It was my parents who first found Stockport Museum, then called the Story Museum. Every few weeks they travel the 200+ miles between their home and ours and take our children out for the afternoon. They usually stay local and on one of their outings, they came across Stockport Museum. That was several years ago now and we have since enjoyed many trips to this local gem.
Stockport Museum is in the heart of the town adjacent to the historic marketplace. It showcases a comprehensive history of life in Stockport, from Palaeolithic times to the present day. The museum shares an entrance with Staircase House, Stockport’s oldest townhouse, which contains a fantastic journey through a 15th-century Stopfordian household (a blog post on the latter is in the works!).
Here are some of our favourite things about Stockport Museum.
The family gallery
The museum underwent a renovation a few years ago and added a family gallery. This dedicated area on the fourth floor contains toys, drawing materials, storybooks, dressing-up costumes, a fantastic pretend shopfront, cushions for reclining on, a shadow theatre, and even strange small animal skeletons (what children’s area would be complete without them?).
We usually head straight for the gallery when we visit so that the children can roam freely while we parents sit on the little stools and chat. My children’s current favourite activities here are the Lowry magnetic picture, the mini shopping trolley, and the surprisingly realistic dog/bear costume.
Giant dice with photos of some of the exhibited objects encourage visitors to explore the gallery to locate the item. There are changing displays of construction toys like K’Nex for children to play with – it’s fun to play in such an interesting setting!

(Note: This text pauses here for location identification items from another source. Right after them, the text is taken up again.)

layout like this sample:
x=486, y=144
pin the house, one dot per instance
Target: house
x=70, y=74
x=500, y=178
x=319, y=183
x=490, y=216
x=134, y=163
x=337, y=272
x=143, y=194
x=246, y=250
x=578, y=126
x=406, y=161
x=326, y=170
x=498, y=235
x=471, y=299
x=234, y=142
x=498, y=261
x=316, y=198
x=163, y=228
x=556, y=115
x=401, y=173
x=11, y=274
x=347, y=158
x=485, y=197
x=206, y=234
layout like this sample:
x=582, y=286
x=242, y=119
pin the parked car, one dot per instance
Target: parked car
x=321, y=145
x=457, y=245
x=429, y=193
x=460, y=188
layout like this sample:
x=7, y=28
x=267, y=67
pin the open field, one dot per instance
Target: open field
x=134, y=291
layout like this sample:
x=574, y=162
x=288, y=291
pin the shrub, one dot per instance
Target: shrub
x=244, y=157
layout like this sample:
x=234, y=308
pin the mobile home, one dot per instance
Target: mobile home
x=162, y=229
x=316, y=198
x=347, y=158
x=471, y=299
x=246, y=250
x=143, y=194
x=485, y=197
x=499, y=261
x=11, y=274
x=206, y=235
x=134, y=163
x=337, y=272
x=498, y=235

Eldest shows his K’Nex creation
The first gallery visitors come to focuses on Paleolithic life and includes lots of archaeological finds. Perhaps the most fascinating of these are two skeletons from the prehistoric age, which I believe were found in Mellor. They are in remarkably good condition and are incredibly interesting to look at. During one school holiday, we listened to a local archaeologist talk about how much they could tell about the couple just from their skeletons. The children were enthralled, and so was I!
Focus on families
Stockport Museum’s design has a lot to appeal to younger visitors. There is a space to sit and rest or snack on the third floor (next to the main entrance), which also houses art and craft activities during school holidays. The staff are friendly and helpful, often stopping to engage with visitors. Children love the many interactive exhibits and can find toys, games, and colouring sheets in most galleries.
We have been taking our children to the museum since they were three and zero, and four years later they still discover something new each time we visit.
The museum shop by the entrance is a treasure trove for kids. It’s full of pocket money toys, local history books and gifts. Stockport Museum is free to visit, so I am usually willing to part with £1.50 so each of our children can choose something to take home. Perusing the displays is most of the fun, as they are packed with brightly-coloured small bits and bobs. We’ve had bouncy balls, foam gliders, marbles, magnets, and more!